Fix: Write each bullet as a complete mini-story: action, equipment/system, scale, outcome. "Operated CAT 793F haul truck under MineStar Command at South Flank, averaging 184 loads per 12-hour shift across an 8/6 roster, contributing to a site LTI-free record of 412 days." That sentence satisfies both the keyword scan and the relevance check.
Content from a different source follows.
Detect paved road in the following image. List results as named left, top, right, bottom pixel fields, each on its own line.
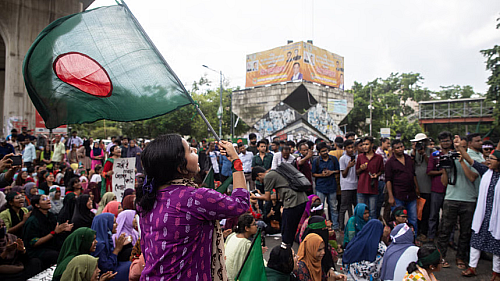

If you are short on time, prioritise fixes 1, 3 and 7 — they lift ATS match scores faster than any other edit. Fixes 4, 10 and 11 are what separate a strong resume from an interview-winning one.
The minimum-viable resume update checklist for 2026
- Rewrite the top third of page one in the target operator's phrasing.
- Refresh the certifications block with exact names, class codes and current expiry dates.
- Replace every soft-skill cliché with a quantified mining outcome.
- Add autonomous, electric and dispatch-system exposure where you have it.
- Name compliance frameworks (Critical Risk Protocols, FRMS) in a Safety section.
- Single column, standard headings, no graphics, no photo.
- Align every date with LinkedIn down to the month.
- Test the result against the job ad before you submit.